The unit in question spans roughly 7,500 square feet—an entire floor of the 1920s building—on Fifth Avenue and East 66th Street, but because the apartment was not officially on the market, there are few other available details, according to The Journal. Other units in the building are known to have 36-foot long living rooms, soaring ceilings, and libraries facing Central Park.
The exclusive co-op building only has about 18 apartments, which have been home to high-profile residents such as the late Microsoft co-founder Paul Allen and the late chairman of Bear Stearns Alan C. Greenberg.
And in other news...
- The de Blasio administration has officially shelved plans to rezone the Bronx’s Southern Boulevard area after the idea was all but rejected by local officials and community groups.
- The former P.S. 64 school building, a crumbling East Village landmark whose owner has been in a 20 year feud with the city over developing the property, won’t be subject to the city’s new crackdown on deteriorating buildings.
- The death of a carriage horse in Central Park has reignited animal rights advocates calls for a ban on the popular tourist trade.
- A federal standoff over financing an $11 billion project to build new tunnels under the Hudson River has pushed officials to consider repairs to the existing century-old tunnels—and they want to take a page out of Gov.

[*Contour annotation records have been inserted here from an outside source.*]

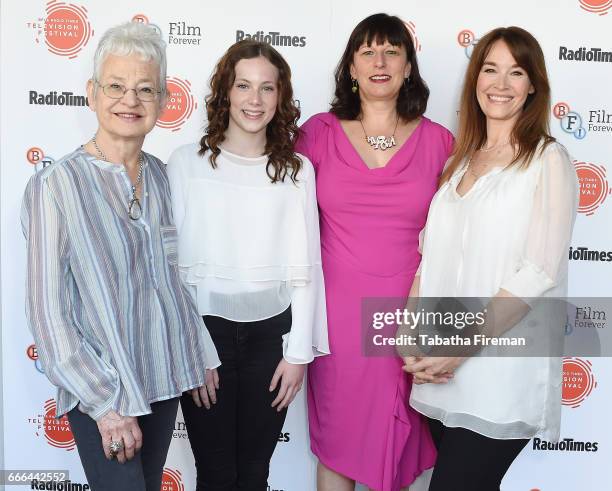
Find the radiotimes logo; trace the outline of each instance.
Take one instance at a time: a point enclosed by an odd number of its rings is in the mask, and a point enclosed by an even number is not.
[[[406,26],[406,29],[408,29],[408,32],[410,33],[410,37],[412,37],[412,43],[414,44],[414,50],[421,51],[422,46],[416,34],[416,24],[412,21],[408,21],[408,22],[404,21],[404,25]]]
[[[53,399],[45,401],[43,414],[28,418],[28,423],[36,427],[36,436],[44,435],[49,445],[67,451],[74,450],[76,443],[70,430],[66,415],[55,418],[56,405]]]
[[[568,259],[570,261],[612,262],[612,251],[593,251],[588,247],[570,246]]]
[[[181,472],[176,469],[164,469],[161,491],[185,491]]]
[[[249,33],[241,29],[236,30],[236,42],[243,39],[252,39],[253,41],[261,41],[271,44],[272,46],[292,46],[294,48],[303,48],[306,46],[306,36],[297,36],[293,34],[281,33],[279,31],[256,31]]]
[[[28,355],[28,358],[34,362],[34,368],[36,368],[39,373],[45,373],[42,364],[40,363],[40,359],[38,358],[38,350],[36,349],[35,344],[28,346],[26,349],[26,355]]]
[[[593,47],[587,49],[585,46],[569,48],[567,46],[559,46],[559,60],[612,63],[612,51],[604,51],[601,48]]]
[[[576,408],[597,387],[591,362],[581,358],[563,359],[563,386],[561,403]]]
[[[606,168],[590,162],[574,161],[580,186],[578,213],[593,215],[612,192],[606,177]]]
[[[176,77],[166,80],[166,105],[156,126],[178,131],[191,116],[198,103],[191,94],[191,82]]]
[[[599,442],[582,442],[573,438],[563,438],[558,442],[548,442],[541,438],[534,437],[532,442],[533,450],[549,450],[555,452],[597,452]]]
[[[478,41],[480,41],[480,38],[477,38],[469,29],[463,29],[457,34],[457,43],[463,48],[468,60],[471,58],[474,46],[478,44]]]
[[[606,15],[612,8],[612,0],[579,0],[580,8],[597,15]]]
[[[52,90],[47,93],[29,91],[29,104],[37,106],[77,106],[86,107],[89,105],[87,97],[84,95],[75,95],[74,92],[67,90],[57,91]]]
[[[69,59],[76,58],[93,36],[87,9],[57,0],[47,3],[44,17],[26,25],[34,30],[37,43],[44,43],[51,53]]]
[[[49,155],[45,155],[45,152],[40,147],[28,148],[26,151],[26,159],[34,167],[34,173],[55,163],[55,159]]]

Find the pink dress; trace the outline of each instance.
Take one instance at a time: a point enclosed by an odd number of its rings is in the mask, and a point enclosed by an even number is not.
[[[369,169],[338,119],[317,114],[297,151],[314,164],[331,355],[308,370],[313,453],[377,491],[396,491],[433,466],[426,422],[408,405],[399,357],[365,357],[361,299],[407,297],[420,261],[418,236],[453,137],[423,118],[379,169]]]

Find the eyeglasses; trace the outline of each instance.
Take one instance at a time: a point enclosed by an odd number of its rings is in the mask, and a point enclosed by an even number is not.
[[[138,100],[142,102],[151,102],[157,99],[159,94],[161,94],[160,90],[155,90],[154,87],[139,87],[137,89],[128,89],[124,85],[118,84],[116,82],[102,85],[100,82],[96,81],[96,83],[102,87],[102,92],[104,95],[110,97],[111,99],[121,99],[125,93],[129,90],[133,90],[136,93],[136,97]]]

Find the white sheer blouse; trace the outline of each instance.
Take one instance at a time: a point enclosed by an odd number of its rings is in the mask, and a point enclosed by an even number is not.
[[[309,363],[329,353],[315,174],[300,155],[297,183],[272,184],[266,156],[222,150],[213,169],[199,146],[168,161],[179,267],[201,315],[249,322],[291,305],[284,358]]]
[[[466,166],[434,196],[422,234],[421,297],[567,295],[568,247],[578,182],[565,148],[536,154],[527,169],[493,169],[464,195]],[[562,329],[562,326],[559,326]],[[558,439],[560,358],[465,361],[448,384],[415,385],[410,404],[451,427],[492,438]]]

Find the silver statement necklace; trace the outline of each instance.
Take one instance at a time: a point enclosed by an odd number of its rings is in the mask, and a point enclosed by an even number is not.
[[[363,125],[363,120],[359,118],[359,122],[361,123],[361,129],[363,130],[363,135],[366,138],[366,142],[374,148],[374,150],[382,150],[383,152],[387,150],[387,148],[391,148],[395,146],[395,132],[397,131],[397,124],[399,123],[399,114],[397,115],[397,119],[395,120],[395,128],[393,129],[393,134],[391,136],[368,136],[368,133],[365,130],[365,126]]]
[[[98,152],[98,156],[102,160],[106,160],[107,162],[109,162],[109,160],[106,158],[106,155],[104,155],[104,152],[100,150],[100,147],[98,146],[98,143],[96,142],[95,135],[91,138],[91,142],[94,144],[94,148],[96,149],[96,152]],[[136,176],[136,182],[132,184],[132,199],[128,203],[128,216],[132,220],[138,220],[142,216],[142,206],[140,205],[140,200],[136,196],[136,188],[142,181],[143,169],[144,169],[144,156],[142,152],[140,152],[140,155],[138,156],[138,175]]]

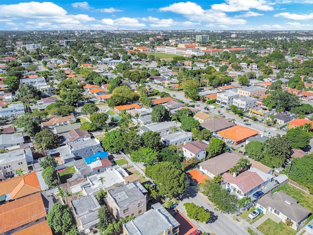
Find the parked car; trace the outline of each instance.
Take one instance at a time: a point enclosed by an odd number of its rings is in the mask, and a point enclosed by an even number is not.
[[[252,195],[252,197],[256,199],[258,198],[264,194],[264,193],[262,191],[257,191],[256,192],[253,193],[253,195]]]
[[[249,214],[248,218],[250,219],[254,219],[260,215],[260,212],[257,210],[255,210]]]
[[[201,235],[201,231],[199,229],[196,229],[192,233],[191,233],[189,235]]]

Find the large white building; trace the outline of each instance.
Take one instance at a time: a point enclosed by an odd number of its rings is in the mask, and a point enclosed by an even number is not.
[[[204,52],[200,50],[163,46],[156,47],[156,50],[157,52],[166,53],[166,54],[171,54],[172,55],[182,55],[183,56],[190,56],[192,55],[199,56],[204,54]]]

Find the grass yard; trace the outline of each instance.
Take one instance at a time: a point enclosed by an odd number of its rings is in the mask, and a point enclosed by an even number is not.
[[[313,212],[313,196],[304,192],[288,183],[280,187],[277,191],[283,191],[298,201],[301,206]]]
[[[283,222],[276,224],[270,219],[267,219],[257,229],[265,235],[294,235],[296,233],[296,231]]]
[[[123,165],[128,163],[127,160],[126,160],[125,158],[121,158],[121,159],[118,159],[118,160],[115,160],[115,163],[118,165]]]
[[[79,117],[79,118],[76,118],[77,119],[78,119],[80,121],[80,123],[83,124],[84,122],[88,122],[88,121],[87,120],[87,119],[86,118],[82,118],[82,117]]]
[[[59,176],[62,183],[67,183],[67,180],[70,178],[75,172],[75,167],[73,165],[68,166],[67,169],[59,172]]]
[[[254,208],[254,207],[251,207],[248,210],[245,211],[244,212],[243,212],[240,215],[240,216],[243,219],[245,219],[246,218],[248,217],[248,215],[249,215],[249,214],[250,213],[252,212],[255,210],[255,208]]]
[[[111,116],[116,115],[116,112],[112,109],[108,111],[107,113],[108,113],[108,114],[111,115]]]
[[[158,57],[160,59],[173,59],[174,56],[178,56],[177,55],[172,55],[171,54],[166,54],[165,53],[151,53],[149,55],[153,55],[156,57]]]

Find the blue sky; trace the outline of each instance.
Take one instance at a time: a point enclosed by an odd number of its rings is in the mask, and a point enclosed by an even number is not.
[[[0,30],[313,30],[313,0],[0,0]]]

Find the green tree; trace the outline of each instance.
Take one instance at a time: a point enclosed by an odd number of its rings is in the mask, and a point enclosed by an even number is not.
[[[80,130],[86,130],[88,132],[96,131],[98,128],[98,126],[94,122],[89,122],[86,121],[82,124],[79,127]]]
[[[136,163],[144,163],[153,165],[157,162],[158,152],[150,148],[140,148],[131,152],[132,161]]]
[[[48,156],[45,157],[43,161],[39,163],[39,165],[41,167],[44,169],[45,169],[48,166],[52,166],[53,167],[55,167],[57,166],[58,161],[54,159],[54,158],[52,156]]]
[[[291,167],[289,165],[288,169],[289,178],[308,188],[312,194],[313,192],[313,154],[305,155],[302,158],[292,159]]]
[[[93,103],[87,103],[84,105],[81,112],[85,115],[91,115],[99,111],[99,108]]]
[[[58,185],[56,173],[52,165],[49,165],[44,169],[42,175],[45,183],[49,188]]]
[[[243,86],[247,86],[249,85],[250,80],[246,76],[239,75],[238,76],[238,82]]]
[[[102,232],[104,232],[108,228],[108,226],[110,223],[110,214],[108,208],[104,205],[98,211],[98,222],[97,228]]]
[[[238,200],[235,195],[231,194],[219,184],[210,180],[204,180],[200,185],[202,193],[223,213],[234,213],[237,212]]]
[[[19,89],[20,80],[17,76],[7,76],[5,80],[3,81],[3,84],[8,86],[8,88],[7,88],[7,90],[9,92],[15,94],[15,92]]]
[[[199,130],[197,128],[193,128],[191,129],[192,133],[192,139],[194,141],[208,141],[212,138],[212,135],[209,130],[207,129],[202,129]]]
[[[162,146],[160,141],[161,135],[158,132],[151,131],[142,133],[140,137],[141,145],[143,147],[158,150]]]
[[[198,89],[200,84],[196,80],[186,80],[182,83],[182,87],[187,98],[197,100],[199,98]]]
[[[171,118],[170,111],[163,105],[159,104],[153,108],[151,113],[152,122],[161,122],[168,121]]]
[[[102,146],[106,151],[110,152],[117,152],[122,150],[120,139],[122,133],[119,130],[113,130],[104,134]]]
[[[108,116],[105,113],[95,113],[90,116],[89,119],[99,127],[102,127],[106,124],[108,118]]]
[[[48,129],[44,129],[35,135],[35,142],[39,149],[52,149],[59,146],[59,136]]]
[[[264,146],[259,141],[251,141],[245,146],[247,156],[256,161],[260,161],[264,157]]]
[[[213,138],[209,143],[209,146],[205,149],[208,152],[208,158],[211,158],[226,151],[226,144],[219,138]]]
[[[193,118],[187,117],[182,119],[180,128],[183,131],[190,131],[194,128],[200,130],[200,123],[197,120],[196,120]]]
[[[292,148],[300,149],[310,143],[310,134],[303,130],[301,126],[288,130],[286,136],[291,143]]]
[[[24,127],[25,132],[31,137],[34,136],[41,130],[39,122],[29,114],[25,114],[19,118],[15,124],[19,128]]]
[[[172,163],[164,162],[154,165],[152,178],[161,196],[172,198],[186,191],[187,182],[185,175]]]
[[[46,216],[48,225],[55,233],[66,234],[73,225],[71,212],[71,209],[67,204],[53,204]]]
[[[205,209],[193,203],[184,203],[187,215],[191,219],[199,220],[200,222],[206,223],[211,218],[211,213],[206,212]]]

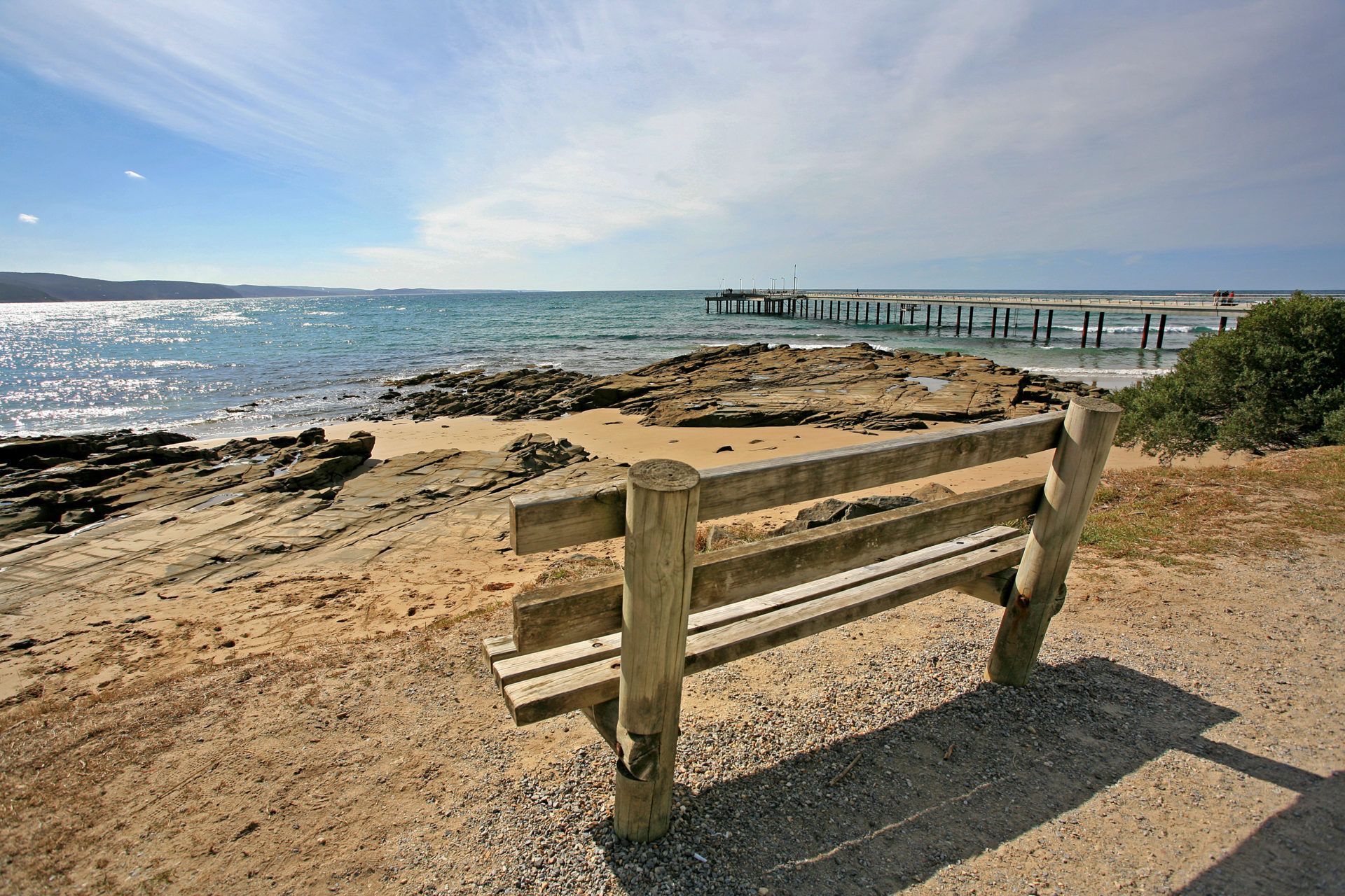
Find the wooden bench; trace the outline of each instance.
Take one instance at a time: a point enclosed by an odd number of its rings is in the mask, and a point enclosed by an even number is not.
[[[1059,610],[1120,408],[1067,411],[697,472],[642,461],[625,482],[514,498],[512,547],[625,536],[621,574],[522,594],[486,657],[515,724],[580,709],[616,751],[613,825],[668,829],[682,677],[959,588],[1003,607],[986,678],[1022,685]],[[698,520],[1054,449],[1046,476],[697,555]],[[998,525],[1033,516],[1030,532]]]

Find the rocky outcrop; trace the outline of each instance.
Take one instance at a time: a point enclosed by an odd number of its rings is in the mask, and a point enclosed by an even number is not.
[[[374,437],[300,435],[183,445],[178,433],[106,433],[0,439],[0,539],[73,532],[132,509],[194,498],[338,484],[364,463]],[[219,497],[227,496],[227,497]]]
[[[62,533],[44,520],[0,539],[7,596],[171,586],[164,599],[174,599],[178,588],[214,590],[285,570],[327,575],[389,552],[416,568],[468,545],[503,551],[512,494],[611,482],[624,473],[624,465],[566,439],[530,434],[496,451],[401,454],[358,462],[335,484],[327,478],[371,446],[362,435],[325,441],[321,430],[229,442],[215,449],[217,459],[145,477],[147,490],[118,494],[116,513],[90,508],[97,519],[79,524],[97,528]],[[296,458],[299,451],[305,454]],[[340,463],[324,466],[330,461]]]
[[[615,376],[525,368],[426,373],[391,383],[416,419],[484,414],[554,419],[619,408],[658,426],[923,429],[1037,414],[1093,394],[1076,383],[958,352],[889,352],[855,343],[798,349],[765,344],[706,348]]]

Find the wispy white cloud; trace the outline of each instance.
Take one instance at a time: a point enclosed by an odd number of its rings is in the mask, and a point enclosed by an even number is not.
[[[1345,243],[1342,32],[1333,0],[11,0],[0,54],[414,197],[335,279],[635,285]]]

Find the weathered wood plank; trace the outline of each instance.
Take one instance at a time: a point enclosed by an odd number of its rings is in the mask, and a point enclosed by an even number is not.
[[[780,607],[792,606],[804,600],[812,600],[815,598],[835,594],[837,591],[853,588],[898,572],[909,572],[911,570],[916,570],[928,563],[967,553],[978,548],[1017,537],[1018,535],[1021,535],[1018,529],[1006,525],[991,527],[989,529],[952,539],[951,541],[943,541],[920,551],[902,553],[901,556],[892,557],[890,560],[880,560],[857,570],[846,570],[845,572],[824,576],[815,582],[807,582],[791,588],[772,591],[771,594],[749,598],[746,600],[737,600],[734,603],[724,604],[722,607],[693,613],[687,619],[687,633],[695,634],[698,631],[706,631],[721,625],[728,625],[729,622],[737,622],[738,619],[761,615],[763,613],[768,613],[771,610],[779,610]],[[1002,575],[1003,574],[995,574],[995,576],[978,579],[978,582],[986,582],[986,588],[1001,587],[1005,582],[998,576]],[[971,583],[962,587],[971,587]],[[978,594],[976,596],[981,595]],[[1001,606],[998,592],[994,599],[994,604]],[[504,685],[511,685],[527,678],[537,678],[539,676],[561,672],[562,669],[572,669],[588,662],[597,662],[599,660],[617,657],[620,653],[621,634],[612,633],[597,638],[585,638],[584,641],[578,641],[576,643],[547,647],[546,650],[538,650],[535,653],[502,657],[494,662],[491,670],[495,673],[496,684],[503,688]]]
[[[1042,482],[1020,480],[702,553],[695,559],[691,611],[812,582],[1026,516],[1037,506]],[[514,643],[521,653],[609,634],[620,622],[621,579],[616,575],[514,599]]]
[[[482,653],[486,656],[486,665],[494,666],[500,660],[516,657],[518,647],[514,646],[514,635],[498,634],[482,639]]]
[[[1063,411],[869,445],[720,466],[701,473],[701,520],[937,476],[1056,446]],[[537,553],[625,532],[621,482],[510,500],[511,547]]]
[[[990,652],[987,681],[1028,684],[1119,423],[1120,407],[1111,402],[1076,398],[1069,403],[1028,549]]]
[[[1006,570],[1018,563],[1026,543],[1028,536],[1018,536],[911,572],[689,635],[686,674],[713,669]],[[620,660],[600,660],[519,681],[504,688],[504,703],[519,725],[590,707],[616,696],[620,666]]]
[[[959,584],[958,591],[1002,607],[1007,600],[1009,586],[1013,584],[1013,578],[1017,572],[1017,570],[1003,570],[983,579],[972,579],[971,582]]]

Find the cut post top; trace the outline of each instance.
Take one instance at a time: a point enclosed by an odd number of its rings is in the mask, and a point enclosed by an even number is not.
[[[650,492],[686,492],[701,482],[701,472],[682,461],[656,458],[631,466],[628,481]]]

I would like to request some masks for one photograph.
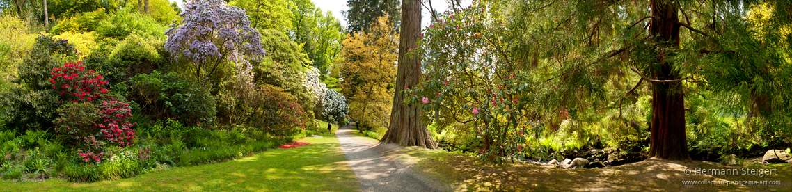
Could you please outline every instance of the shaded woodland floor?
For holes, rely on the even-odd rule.
[[[604,168],[565,170],[525,163],[493,165],[461,154],[407,148],[416,170],[451,186],[454,191],[792,191],[789,164],[720,166],[701,161],[649,159]],[[702,175],[690,168],[778,168],[772,175]],[[742,173],[742,171],[738,171]],[[693,185],[684,181],[780,181],[776,185]]]

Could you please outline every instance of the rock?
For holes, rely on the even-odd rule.
[[[722,158],[723,159],[722,160],[723,164],[725,164],[725,165],[735,165],[735,164],[737,164],[737,156],[736,156],[734,154],[725,156],[723,156]]]
[[[567,166],[567,168],[583,169],[588,164],[588,160],[583,158],[575,158],[575,160],[572,160],[572,162],[569,163],[569,165]]]
[[[564,161],[561,162],[561,164],[562,165],[569,165],[569,163],[571,163],[571,162],[572,162],[572,160],[570,160],[570,159],[565,159]]]
[[[550,162],[547,162],[547,164],[550,164],[550,165],[558,165],[560,164],[561,163],[558,163],[558,161],[555,160],[550,160]]]
[[[616,153],[611,153],[610,155],[607,155],[608,162],[614,162],[617,160],[619,160],[619,155],[616,155]]]
[[[764,152],[764,156],[762,157],[762,162],[770,164],[784,163],[790,160],[792,160],[792,155],[786,153],[783,150],[771,149]]]
[[[605,164],[603,164],[602,161],[600,161],[600,160],[595,160],[595,161],[592,161],[591,163],[588,163],[588,164],[587,164],[585,166],[585,168],[605,168]]]

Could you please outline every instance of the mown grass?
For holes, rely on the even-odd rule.
[[[72,183],[0,181],[8,191],[354,191],[358,181],[335,137],[213,164],[171,168],[135,178]]]

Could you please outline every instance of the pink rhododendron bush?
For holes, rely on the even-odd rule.
[[[100,163],[108,147],[125,147],[135,142],[134,123],[129,104],[109,96],[106,81],[82,62],[67,62],[51,73],[59,103],[54,122],[57,137],[78,149],[86,163]]]

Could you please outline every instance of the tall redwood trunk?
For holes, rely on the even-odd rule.
[[[652,0],[652,19],[649,33],[664,48],[680,47],[680,25],[677,7],[673,1],[663,3]],[[663,50],[663,48],[658,49]],[[666,53],[657,53],[655,63],[650,65],[658,80],[679,79],[678,72],[672,70]],[[653,83],[652,88],[652,127],[649,156],[666,160],[689,160],[685,136],[685,104],[681,82]]]
[[[402,92],[404,87],[414,87],[421,78],[421,56],[407,55],[407,50],[415,46],[415,42],[421,35],[419,0],[402,1],[401,28],[396,92],[394,93],[394,104],[390,111],[390,123],[380,142],[438,149],[437,144],[432,140],[428,129],[421,125],[421,106],[402,104],[406,97]]]

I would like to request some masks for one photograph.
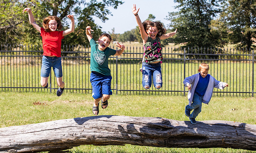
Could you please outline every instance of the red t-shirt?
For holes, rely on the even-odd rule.
[[[62,36],[63,31],[46,32],[44,29],[41,28],[43,55],[60,57],[61,40],[64,38],[64,36]]]

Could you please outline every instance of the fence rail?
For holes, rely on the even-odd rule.
[[[91,93],[90,48],[82,45],[63,45],[61,50],[65,91]],[[52,70],[48,88],[45,89],[41,85],[43,52],[40,45],[1,45],[0,90],[56,92],[58,87]],[[121,55],[110,56],[108,64],[113,93],[185,96],[188,91],[183,80],[198,73],[198,66],[203,62],[209,64],[209,74],[229,85],[223,90],[214,89],[214,95],[253,97],[255,92],[253,50],[168,47],[163,48],[162,53],[162,87],[157,89],[152,85],[147,90],[142,86],[142,74],[139,70],[143,55],[142,47],[127,47]]]

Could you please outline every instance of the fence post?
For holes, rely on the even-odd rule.
[[[253,84],[254,84],[254,52],[252,50],[252,97],[253,97]]]
[[[117,49],[117,48],[116,48],[116,50]],[[117,95],[117,74],[118,74],[118,72],[117,72],[117,61],[118,61],[118,56],[116,56],[116,94]]]
[[[183,80],[185,79],[185,75],[186,74],[186,48],[184,48],[184,76],[183,77]],[[185,86],[184,85],[183,88],[184,90],[184,96],[185,96]]]
[[[52,93],[52,69],[50,71],[50,93]]]

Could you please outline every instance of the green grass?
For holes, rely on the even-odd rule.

Andrew Cuomo’s book with his last-minute changes to work on the L train’s Canarsie Tunnel.
- A new measure to safeguard non-profits against certain tax liens has passed the City Council.
- The New York City Commission on Property Tax Reform will host a hearing on an overhaul to the system—the announcement comes just after a lawsuit challenging the current system was dismissed.
- MTA officials plan to spend $18 million to widen a roadway on the Brooklyn side of the Verrazzano Bridge.
- On the topic of bridges, a new lawsuit claims the recently opened Kosciuszko Bridge is susceptible to terrorism.
- Following a spike of pedestrian deaths in New York City, state lawmakers want to make it easier to criminally charge reckless drivers with a new package of legislation.
- 200 Amsterdam made headlines in February with a stunning court ruling that developers must chop as many as 20 floors from the building to comply with the area’s zoning, but how did we get to this point? Here’s a detailed history of how 200 Amsterdam came to be.
- Nearly a dozen new gardens have transformed Brooklyn Heights’ old Jehovah’s Witnesses headquarters into a green retreat.
- And finally, Downtown Brooklyn’s landmarked Gage & Tollner restaurant—which just went through a “magical” restoration—will reopen on March 15.